Public health agencies have long used surveillance—the systematic monitoring of health conditions of importance within populations—to measure the incidence of disease, identify outbreaks, and evaluate the impact of prevention programs (Buehler et al., 2004). Active surveillance using traditional methods such as postcards, telephone lines, faxed forms, and even e-mail is erratic because clinicians may forget to report a case when they see one or assume someone else is doing so. This can be true whether the condition involves an infectious disease such as tuberculosis or a high-impact injury, such as a gunshot wound (Kellermann et al., 2001). Electronic monitoring of key triage complaints and/or discharge diagnoses would greatly facilitate ED compliance with this traditional public health obligation.

A relatively recent development in population health monitoring is the notion of syndromic surveillance (Mandl et al., 2004)—methods relying on the detection of individual and population health indicators that are discernible before confirmed diagnoses are made. Before there is laboratory confirmation of an infectious disease, ill persons may behave according to identifiable patterns or have symptoms, signs, or laboratory findings that can be tracked through mining of data sources, including ED chief complaints (Fleischauer et al., 2004), International Classification of Diseases (ICD)-9 codes (Espino and Wagner, 2001), laboratory data, and pharmaceutical data (Tsui et al., 2003).

The goal of outbreak detection is to generate an alert whenever observed data depart sufficiently from an expected baseline. To this end, the system must be able to detect a signal (i.e., disease outbreak) against background noise (i.e., normally varying baseline disease in the region). A number of syndromic surveillance systems are currently being developed regionally as well as nationally.

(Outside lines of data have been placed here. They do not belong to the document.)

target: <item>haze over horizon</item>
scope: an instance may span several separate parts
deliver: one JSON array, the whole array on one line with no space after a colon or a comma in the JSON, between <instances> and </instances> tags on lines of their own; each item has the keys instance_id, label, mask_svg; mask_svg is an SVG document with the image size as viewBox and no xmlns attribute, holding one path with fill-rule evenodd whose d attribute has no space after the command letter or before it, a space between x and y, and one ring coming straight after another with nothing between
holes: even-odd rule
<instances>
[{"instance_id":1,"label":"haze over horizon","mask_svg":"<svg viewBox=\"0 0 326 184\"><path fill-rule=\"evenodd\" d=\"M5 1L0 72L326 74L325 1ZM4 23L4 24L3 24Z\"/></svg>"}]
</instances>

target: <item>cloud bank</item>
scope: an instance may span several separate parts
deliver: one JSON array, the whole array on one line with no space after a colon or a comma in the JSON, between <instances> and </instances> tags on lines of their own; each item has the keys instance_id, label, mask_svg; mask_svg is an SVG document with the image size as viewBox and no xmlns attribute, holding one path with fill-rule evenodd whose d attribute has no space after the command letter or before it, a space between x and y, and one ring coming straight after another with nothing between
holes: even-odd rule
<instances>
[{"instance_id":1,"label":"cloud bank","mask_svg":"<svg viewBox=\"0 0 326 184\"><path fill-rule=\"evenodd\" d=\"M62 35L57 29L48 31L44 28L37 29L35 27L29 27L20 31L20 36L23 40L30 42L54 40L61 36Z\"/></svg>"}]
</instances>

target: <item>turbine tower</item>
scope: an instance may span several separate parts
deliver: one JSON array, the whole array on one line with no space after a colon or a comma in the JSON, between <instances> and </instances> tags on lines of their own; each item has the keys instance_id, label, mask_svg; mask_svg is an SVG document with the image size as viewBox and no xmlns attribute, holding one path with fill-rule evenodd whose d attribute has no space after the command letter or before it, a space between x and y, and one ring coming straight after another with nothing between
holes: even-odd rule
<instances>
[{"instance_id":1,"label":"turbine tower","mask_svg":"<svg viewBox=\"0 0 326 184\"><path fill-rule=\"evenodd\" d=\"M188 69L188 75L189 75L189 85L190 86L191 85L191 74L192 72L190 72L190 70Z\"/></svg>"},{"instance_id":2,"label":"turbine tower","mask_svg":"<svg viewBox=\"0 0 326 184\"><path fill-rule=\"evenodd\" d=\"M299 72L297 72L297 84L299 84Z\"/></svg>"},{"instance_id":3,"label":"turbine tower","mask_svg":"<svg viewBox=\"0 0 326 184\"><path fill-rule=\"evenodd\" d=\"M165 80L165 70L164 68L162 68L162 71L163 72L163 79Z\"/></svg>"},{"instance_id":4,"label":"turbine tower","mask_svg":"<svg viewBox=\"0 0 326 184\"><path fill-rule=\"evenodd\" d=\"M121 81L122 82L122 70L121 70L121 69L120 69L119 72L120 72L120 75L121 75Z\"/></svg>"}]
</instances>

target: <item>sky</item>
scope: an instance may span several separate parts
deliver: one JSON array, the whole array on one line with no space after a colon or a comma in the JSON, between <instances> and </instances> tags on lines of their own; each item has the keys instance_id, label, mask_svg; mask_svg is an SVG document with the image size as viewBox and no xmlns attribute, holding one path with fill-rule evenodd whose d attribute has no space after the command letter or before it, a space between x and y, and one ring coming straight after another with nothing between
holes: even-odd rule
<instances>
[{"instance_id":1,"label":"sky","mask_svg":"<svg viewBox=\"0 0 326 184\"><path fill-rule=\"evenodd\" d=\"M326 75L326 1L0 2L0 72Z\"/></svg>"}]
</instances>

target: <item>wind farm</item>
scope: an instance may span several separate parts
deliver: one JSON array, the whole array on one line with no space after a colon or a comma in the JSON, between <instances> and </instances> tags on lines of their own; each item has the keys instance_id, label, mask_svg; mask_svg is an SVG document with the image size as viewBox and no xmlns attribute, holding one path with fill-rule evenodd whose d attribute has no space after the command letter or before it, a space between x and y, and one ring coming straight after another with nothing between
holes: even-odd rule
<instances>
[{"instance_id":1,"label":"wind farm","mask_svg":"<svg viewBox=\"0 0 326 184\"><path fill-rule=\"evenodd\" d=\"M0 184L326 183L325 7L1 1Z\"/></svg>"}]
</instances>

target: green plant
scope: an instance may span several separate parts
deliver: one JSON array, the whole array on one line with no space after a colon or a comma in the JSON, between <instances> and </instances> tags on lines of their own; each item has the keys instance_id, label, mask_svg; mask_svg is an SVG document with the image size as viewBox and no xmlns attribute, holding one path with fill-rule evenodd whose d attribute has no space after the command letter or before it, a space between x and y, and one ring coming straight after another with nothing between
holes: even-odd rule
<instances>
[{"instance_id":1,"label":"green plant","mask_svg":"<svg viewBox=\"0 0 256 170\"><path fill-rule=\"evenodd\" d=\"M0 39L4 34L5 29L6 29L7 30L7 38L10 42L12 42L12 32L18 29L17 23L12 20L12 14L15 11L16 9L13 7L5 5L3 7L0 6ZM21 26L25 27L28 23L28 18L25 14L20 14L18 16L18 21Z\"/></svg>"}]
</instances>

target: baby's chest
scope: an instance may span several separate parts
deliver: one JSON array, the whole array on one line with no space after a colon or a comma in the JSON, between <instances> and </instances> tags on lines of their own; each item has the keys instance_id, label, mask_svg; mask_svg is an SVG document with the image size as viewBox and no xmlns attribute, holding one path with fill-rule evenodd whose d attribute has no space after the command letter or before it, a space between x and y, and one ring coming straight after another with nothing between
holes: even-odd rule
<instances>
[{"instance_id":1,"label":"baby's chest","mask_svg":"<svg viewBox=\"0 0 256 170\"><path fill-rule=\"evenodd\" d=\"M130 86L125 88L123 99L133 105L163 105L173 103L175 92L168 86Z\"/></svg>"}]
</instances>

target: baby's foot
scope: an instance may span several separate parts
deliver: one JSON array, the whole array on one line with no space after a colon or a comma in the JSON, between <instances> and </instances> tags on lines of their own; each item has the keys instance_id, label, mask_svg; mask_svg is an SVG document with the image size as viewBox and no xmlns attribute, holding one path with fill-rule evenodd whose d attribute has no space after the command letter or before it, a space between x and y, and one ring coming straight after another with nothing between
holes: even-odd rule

These include the Automated Epidemiologic Geotemporal Integrated Surveillance System (AEGIS) in Massachusetts (Mandl et al., 2004; Children’s Hospital Informatics Program, 2005), the Real Time Outbreak Disease Surveillance System (RODS) in Pittsburgh (Tsui et al., 2003), the Electronic Surveillance System for the Early Notification of Community-based Epidemics (ESSENCE) system in the National Capital Area (Lombardo et al., 2003), and the national BioSense system being developed by the Centers for Disease Control and Prevention (Loonsk and CDC, 2004).

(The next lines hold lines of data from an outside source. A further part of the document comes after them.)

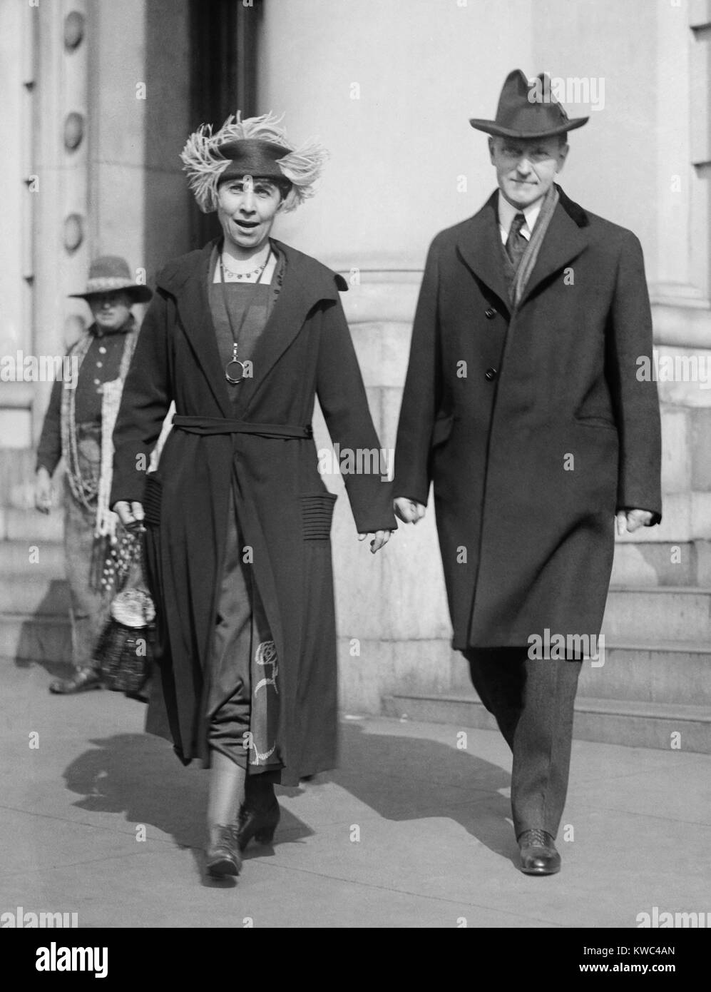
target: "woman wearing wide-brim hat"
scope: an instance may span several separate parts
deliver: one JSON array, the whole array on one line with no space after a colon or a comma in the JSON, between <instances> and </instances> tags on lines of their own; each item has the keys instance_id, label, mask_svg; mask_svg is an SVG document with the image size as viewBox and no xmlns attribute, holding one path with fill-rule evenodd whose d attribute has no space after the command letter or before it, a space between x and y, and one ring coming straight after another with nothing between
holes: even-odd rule
<instances>
[{"instance_id":1,"label":"woman wearing wide-brim hat","mask_svg":"<svg viewBox=\"0 0 711 992\"><path fill-rule=\"evenodd\" d=\"M109 509L111 433L138 338L131 308L153 296L136 282L125 259L104 255L89 267L83 293L93 322L69 348L65 363L76 379L53 387L37 451L35 505L52 507L52 475L64 459L64 568L71 604L68 679L50 683L60 695L101 686L96 645L108 620L111 594L126 564L126 542L117 538ZM72 372L73 375L73 372Z\"/></svg>"},{"instance_id":2,"label":"woman wearing wide-brim hat","mask_svg":"<svg viewBox=\"0 0 711 992\"><path fill-rule=\"evenodd\" d=\"M341 449L380 449L339 299L342 277L270 237L312 192L324 152L271 114L202 126L182 161L222 238L158 277L114 433L112 505L145 517L160 621L147 729L210 765L207 870L235 875L271 840L275 782L336 764L329 531L310 428L317 396ZM137 470L171 401L158 471ZM390 483L345 476L361 536L397 526Z\"/></svg>"}]
</instances>

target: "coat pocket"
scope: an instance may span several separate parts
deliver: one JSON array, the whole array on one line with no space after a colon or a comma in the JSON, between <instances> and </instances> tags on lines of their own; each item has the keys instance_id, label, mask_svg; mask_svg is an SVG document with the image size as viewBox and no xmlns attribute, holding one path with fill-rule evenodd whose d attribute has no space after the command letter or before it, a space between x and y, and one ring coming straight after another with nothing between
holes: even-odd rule
<instances>
[{"instance_id":1,"label":"coat pocket","mask_svg":"<svg viewBox=\"0 0 711 992\"><path fill-rule=\"evenodd\" d=\"M161 502L163 499L163 483L156 472L146 476L146 486L143 491L143 511L146 524L159 527L161 524Z\"/></svg>"},{"instance_id":2,"label":"coat pocket","mask_svg":"<svg viewBox=\"0 0 711 992\"><path fill-rule=\"evenodd\" d=\"M429 441L429 446L436 447L438 444L443 444L445 440L448 440L453 427L453 415L450 414L448 417L438 417L434 422L434 427L432 428L432 436Z\"/></svg>"},{"instance_id":3,"label":"coat pocket","mask_svg":"<svg viewBox=\"0 0 711 992\"><path fill-rule=\"evenodd\" d=\"M316 493L301 496L301 527L304 541L328 541L331 536L333 506L338 497L334 493Z\"/></svg>"}]
</instances>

As such systems become more advanced, the need for standard protocols for alerting appropriate personnel of abnormal conditions becomes more pressing. One model may be AEGIS, which fully automates population health monitoring from end to end and interfaces with a statewide health alert network. This network, a comprehensive communication and alert messaging switch that provides message content and routing, is an example of a communications technology that helps unite clinical and public health entities.